Three days after the confrontation with Dietl and New York’s Finest, Debbie sought an order of protection to prohibit Eddie from coming into her houses. His attorneys pledged that he would no longer do so. The petition was withdrawn, but Eddie was furious about it, furious about the promise his lawyer had to make, furious about Dietl. His manhood had been challenged, and not ineffectively. He was determined to exact retribution no matter the consequences, no matter how self-destructive it would be.
Lillian’s firing was the beginning of a purge. People in the upper ranks of the company had to go if they were insufficiently loyal or too close to Debbie. Getting rid of her mother was actually Sammy’s idea—she had given herself a raise and bonus without asking him—but the rest were a product of Eddie’s suspicions and paranoia. Eddie’s father and brothers were on the hit list. He was certain that they had egged on Debbie, manipulating her to sue him. It was irrational behavior. The family needed to stick together. But Eddie didn’t care. He had been humiliated in his own home. He didn’t live there anymore, but that didn’t matter.

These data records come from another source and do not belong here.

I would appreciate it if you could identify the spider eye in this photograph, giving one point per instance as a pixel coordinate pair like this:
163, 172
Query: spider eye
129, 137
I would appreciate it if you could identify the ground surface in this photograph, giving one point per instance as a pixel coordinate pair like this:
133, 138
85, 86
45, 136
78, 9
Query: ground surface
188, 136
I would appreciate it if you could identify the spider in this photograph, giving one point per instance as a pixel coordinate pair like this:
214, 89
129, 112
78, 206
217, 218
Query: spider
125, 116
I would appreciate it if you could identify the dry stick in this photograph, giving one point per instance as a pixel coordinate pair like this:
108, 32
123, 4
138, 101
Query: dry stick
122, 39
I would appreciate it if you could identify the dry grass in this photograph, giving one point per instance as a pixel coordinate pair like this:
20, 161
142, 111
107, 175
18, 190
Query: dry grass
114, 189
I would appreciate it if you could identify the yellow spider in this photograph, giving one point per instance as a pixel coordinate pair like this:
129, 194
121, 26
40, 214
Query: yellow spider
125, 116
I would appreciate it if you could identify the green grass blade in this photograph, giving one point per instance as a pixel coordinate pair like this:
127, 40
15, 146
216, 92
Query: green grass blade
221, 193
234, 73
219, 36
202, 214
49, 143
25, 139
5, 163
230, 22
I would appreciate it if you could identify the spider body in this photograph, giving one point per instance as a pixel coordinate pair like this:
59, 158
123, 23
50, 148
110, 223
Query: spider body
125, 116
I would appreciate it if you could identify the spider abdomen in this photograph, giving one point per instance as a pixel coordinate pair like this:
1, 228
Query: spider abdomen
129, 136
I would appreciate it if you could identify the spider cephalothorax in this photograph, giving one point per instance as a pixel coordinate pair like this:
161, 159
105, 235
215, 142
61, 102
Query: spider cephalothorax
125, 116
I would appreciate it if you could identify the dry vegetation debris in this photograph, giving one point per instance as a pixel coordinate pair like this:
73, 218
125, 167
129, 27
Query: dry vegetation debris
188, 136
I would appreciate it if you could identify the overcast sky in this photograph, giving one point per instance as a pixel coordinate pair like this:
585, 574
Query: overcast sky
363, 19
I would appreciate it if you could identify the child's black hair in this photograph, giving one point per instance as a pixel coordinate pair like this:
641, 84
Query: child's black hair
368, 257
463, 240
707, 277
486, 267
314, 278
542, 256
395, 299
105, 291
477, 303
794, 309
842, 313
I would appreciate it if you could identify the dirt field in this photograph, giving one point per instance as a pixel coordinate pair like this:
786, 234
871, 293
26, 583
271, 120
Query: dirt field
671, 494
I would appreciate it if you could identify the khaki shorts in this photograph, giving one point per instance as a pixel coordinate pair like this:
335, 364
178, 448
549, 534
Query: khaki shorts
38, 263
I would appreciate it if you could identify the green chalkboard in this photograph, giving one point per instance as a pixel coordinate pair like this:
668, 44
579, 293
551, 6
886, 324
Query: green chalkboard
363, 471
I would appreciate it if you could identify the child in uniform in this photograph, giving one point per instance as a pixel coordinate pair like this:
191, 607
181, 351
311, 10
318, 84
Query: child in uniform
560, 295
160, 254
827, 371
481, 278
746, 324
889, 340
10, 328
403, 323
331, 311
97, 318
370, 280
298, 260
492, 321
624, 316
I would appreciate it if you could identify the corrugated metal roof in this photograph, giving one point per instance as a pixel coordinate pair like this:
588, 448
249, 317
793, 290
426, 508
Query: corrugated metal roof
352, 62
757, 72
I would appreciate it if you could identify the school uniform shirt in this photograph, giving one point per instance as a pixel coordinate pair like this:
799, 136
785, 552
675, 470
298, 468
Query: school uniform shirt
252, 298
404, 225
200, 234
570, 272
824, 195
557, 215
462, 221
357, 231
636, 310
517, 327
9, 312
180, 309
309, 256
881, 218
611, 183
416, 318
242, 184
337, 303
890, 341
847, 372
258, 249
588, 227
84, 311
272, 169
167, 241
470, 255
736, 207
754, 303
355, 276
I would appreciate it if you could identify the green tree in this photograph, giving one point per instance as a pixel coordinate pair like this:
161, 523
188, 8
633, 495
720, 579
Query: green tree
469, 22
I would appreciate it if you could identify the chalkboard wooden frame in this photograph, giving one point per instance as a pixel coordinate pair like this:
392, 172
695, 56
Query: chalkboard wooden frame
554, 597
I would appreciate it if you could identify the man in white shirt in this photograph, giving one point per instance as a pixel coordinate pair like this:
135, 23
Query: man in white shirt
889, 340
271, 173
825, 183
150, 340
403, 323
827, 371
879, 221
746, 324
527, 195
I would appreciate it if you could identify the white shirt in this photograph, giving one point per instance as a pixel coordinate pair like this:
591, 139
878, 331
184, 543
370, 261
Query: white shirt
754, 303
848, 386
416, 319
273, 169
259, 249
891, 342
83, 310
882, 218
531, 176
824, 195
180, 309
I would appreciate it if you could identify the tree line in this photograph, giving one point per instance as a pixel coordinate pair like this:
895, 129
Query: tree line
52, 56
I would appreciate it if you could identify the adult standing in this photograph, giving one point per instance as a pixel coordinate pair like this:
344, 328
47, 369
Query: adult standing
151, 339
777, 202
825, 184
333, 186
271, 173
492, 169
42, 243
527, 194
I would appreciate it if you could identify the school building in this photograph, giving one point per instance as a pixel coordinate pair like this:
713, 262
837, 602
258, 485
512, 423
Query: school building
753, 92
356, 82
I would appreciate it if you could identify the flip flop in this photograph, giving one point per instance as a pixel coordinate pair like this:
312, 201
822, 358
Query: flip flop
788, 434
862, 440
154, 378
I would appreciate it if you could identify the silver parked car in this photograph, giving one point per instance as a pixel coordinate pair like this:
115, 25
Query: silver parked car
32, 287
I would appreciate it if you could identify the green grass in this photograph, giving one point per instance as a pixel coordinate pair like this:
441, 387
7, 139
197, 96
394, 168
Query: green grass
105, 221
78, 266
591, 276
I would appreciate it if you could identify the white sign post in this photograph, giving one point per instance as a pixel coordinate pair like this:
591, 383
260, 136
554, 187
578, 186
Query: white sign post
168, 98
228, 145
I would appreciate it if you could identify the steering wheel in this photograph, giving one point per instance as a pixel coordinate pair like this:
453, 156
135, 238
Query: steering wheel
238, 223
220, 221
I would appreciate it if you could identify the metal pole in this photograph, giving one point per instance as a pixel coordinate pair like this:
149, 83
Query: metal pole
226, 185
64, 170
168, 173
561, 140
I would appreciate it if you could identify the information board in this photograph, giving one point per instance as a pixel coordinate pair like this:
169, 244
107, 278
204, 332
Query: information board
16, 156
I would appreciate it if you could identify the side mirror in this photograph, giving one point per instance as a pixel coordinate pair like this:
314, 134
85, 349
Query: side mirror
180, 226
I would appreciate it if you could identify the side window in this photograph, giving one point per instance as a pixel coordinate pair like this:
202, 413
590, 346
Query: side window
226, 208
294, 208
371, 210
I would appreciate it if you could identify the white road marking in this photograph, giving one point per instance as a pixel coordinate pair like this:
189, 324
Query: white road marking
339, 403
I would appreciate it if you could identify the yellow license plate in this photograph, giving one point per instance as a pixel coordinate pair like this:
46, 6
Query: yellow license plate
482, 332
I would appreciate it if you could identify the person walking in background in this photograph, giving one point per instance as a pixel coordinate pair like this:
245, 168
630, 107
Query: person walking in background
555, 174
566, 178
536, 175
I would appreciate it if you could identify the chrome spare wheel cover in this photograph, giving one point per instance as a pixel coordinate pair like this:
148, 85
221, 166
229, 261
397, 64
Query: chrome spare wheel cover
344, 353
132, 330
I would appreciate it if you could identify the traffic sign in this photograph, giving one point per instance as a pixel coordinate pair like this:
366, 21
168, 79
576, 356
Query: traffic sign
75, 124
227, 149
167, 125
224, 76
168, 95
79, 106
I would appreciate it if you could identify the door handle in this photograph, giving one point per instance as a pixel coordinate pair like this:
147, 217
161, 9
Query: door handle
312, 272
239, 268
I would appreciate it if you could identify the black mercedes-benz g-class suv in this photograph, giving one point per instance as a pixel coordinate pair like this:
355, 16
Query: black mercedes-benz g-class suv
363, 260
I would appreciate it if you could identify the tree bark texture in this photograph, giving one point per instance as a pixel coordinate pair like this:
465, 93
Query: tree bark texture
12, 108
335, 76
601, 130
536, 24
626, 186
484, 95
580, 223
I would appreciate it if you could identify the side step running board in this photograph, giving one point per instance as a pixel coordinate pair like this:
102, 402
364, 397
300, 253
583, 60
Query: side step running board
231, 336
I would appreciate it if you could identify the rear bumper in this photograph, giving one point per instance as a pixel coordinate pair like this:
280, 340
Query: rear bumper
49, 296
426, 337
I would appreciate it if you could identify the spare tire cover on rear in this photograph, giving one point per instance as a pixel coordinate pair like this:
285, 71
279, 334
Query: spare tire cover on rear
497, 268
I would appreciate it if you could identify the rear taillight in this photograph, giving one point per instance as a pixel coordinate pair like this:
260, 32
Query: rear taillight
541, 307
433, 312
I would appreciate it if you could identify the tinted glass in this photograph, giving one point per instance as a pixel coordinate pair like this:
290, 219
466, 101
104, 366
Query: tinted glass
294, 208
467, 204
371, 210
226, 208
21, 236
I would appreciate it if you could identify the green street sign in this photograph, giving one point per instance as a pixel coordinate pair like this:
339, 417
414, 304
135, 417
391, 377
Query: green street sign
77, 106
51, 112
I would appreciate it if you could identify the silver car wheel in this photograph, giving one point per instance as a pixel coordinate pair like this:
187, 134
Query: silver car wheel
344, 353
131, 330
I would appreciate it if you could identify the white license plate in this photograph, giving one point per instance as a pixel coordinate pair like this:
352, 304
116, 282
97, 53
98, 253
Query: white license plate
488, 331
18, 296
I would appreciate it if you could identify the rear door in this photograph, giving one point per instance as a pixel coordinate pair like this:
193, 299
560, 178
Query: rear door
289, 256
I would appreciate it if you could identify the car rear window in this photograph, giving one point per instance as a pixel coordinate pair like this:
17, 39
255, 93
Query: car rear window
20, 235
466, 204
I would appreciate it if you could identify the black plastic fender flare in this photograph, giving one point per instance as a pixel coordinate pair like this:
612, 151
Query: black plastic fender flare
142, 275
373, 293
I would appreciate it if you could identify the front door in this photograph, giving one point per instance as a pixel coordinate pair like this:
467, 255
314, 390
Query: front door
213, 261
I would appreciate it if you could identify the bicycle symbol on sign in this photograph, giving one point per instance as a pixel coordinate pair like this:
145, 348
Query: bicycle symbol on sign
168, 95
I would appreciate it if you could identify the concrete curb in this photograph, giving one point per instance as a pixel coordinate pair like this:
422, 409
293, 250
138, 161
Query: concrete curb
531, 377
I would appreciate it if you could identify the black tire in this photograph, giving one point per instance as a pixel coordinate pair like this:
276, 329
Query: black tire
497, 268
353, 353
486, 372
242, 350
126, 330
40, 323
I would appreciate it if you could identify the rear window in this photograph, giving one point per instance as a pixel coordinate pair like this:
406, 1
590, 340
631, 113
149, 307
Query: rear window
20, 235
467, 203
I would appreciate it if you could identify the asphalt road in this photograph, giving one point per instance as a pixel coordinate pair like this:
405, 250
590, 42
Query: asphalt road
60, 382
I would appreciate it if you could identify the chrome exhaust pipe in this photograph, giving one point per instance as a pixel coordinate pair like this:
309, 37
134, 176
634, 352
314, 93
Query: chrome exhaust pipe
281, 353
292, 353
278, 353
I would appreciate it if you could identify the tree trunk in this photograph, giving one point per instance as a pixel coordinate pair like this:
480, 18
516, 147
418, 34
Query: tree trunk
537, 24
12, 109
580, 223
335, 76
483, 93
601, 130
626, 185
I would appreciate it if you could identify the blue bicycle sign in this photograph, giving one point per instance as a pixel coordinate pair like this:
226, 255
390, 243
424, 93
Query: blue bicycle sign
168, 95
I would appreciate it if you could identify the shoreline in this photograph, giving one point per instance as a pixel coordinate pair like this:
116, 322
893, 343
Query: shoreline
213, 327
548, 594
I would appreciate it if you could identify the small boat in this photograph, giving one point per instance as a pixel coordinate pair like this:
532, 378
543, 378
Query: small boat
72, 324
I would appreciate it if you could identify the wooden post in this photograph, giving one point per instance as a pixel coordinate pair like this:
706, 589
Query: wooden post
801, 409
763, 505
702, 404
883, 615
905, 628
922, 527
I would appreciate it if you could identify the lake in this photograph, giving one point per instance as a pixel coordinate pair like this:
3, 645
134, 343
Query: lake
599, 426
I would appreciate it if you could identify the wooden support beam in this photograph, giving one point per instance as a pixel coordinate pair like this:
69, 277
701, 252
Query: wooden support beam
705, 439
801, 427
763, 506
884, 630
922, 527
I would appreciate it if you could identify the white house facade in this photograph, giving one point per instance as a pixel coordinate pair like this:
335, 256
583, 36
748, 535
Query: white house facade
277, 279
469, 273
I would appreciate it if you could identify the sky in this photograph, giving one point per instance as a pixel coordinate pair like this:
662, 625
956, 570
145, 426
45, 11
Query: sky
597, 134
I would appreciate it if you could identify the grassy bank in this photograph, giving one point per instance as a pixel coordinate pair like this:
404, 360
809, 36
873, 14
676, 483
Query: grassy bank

Ousting Sam M. was sticky. He quit the board but wouldn’t budge beyond that. He was on the payroll as executive vice president, a position with no defined responsibilities that paid $196,000 a year. This was nowhere near the $600,000 Eddie paid himself, thanks to the doubling of his pay the board generously approved the previous September and continued after he stepped down as CEO. Still, $196,000 (about $500,000 in 2022 dollars) was good money, and Sam M. wasn’t getting off that gravy train without a fight.
If Sam M. believed Eddie wouldn’t fire his own father, he had underestimated his son. He was an officer of the company, so Eddie couldn’t dump him unless he obtained board approval. Surely Eddie wouldn’t wash the family’s dirty laundry in public, would he? Yes, he would. He created a special “executive committee” of the board to do his bidding. Taking no chances, he named himself chairman. The other two members were newly elected board member William H. Saltzman, who had been Eddie’s divorce lawyer, and the ever-somnolent James Scott. They met, thought hard about it, and did what Eddie wanted, eliminating Sam M.’s position on May 4, 1987. The full board upheld that decision, unanimous except for Mitchell, who opposed his dad’s discharge, and Eddy, who had a board seat and was still on the payroll as treasurer. He abstained.
Mitchell could see that he was a goner himself. He tried a boardroom maneuver to stave off the inevitable. Sometime in May he met with outside director Jim Scott at a diner in Paramus, an atypical location for a corporate tête-à-tête. It must have seemed to Scott as if he was meeting with a Columbia student afraid of flunking out and not a top official of a company. Mitchell floated several ideas. Perhaps he could become CEO? That was one. Scott expressed regret that he could not be of any help, and the meeting ended inconclusively.
Eddie proceeded to fire Allen without severance. Bouncing Mitchell presented a problem because of all the empty titles he held, but his brother saved him the trouble and quit. He had now lawyered up. When Mitchell resigned at the June 5 board meeting, he came with his lawyer and dropped off a letter outlining his grievances against Eddie. The letter said, “Eddie’s relationship with my family has been acrimonious and has resulted in a series of very disturbing developments involving the company.” He didn’t specify what those “disturbing developments” were. He went on to complain that he had not been consulted about major decisions despite being a member of the Office of the President. Then Mitchell got to the crux of the matter: money. Eddie had denied him severance, just as he had done with Allen. “I am sure that the board will consider my long association with the company in dealing with issues of severance, compensation, and the like. My resignation is without prejudice to any rights I may have had vis a vis the company,” Mitchell’s missive concluded, ending on an unpleasantly lawyerly note.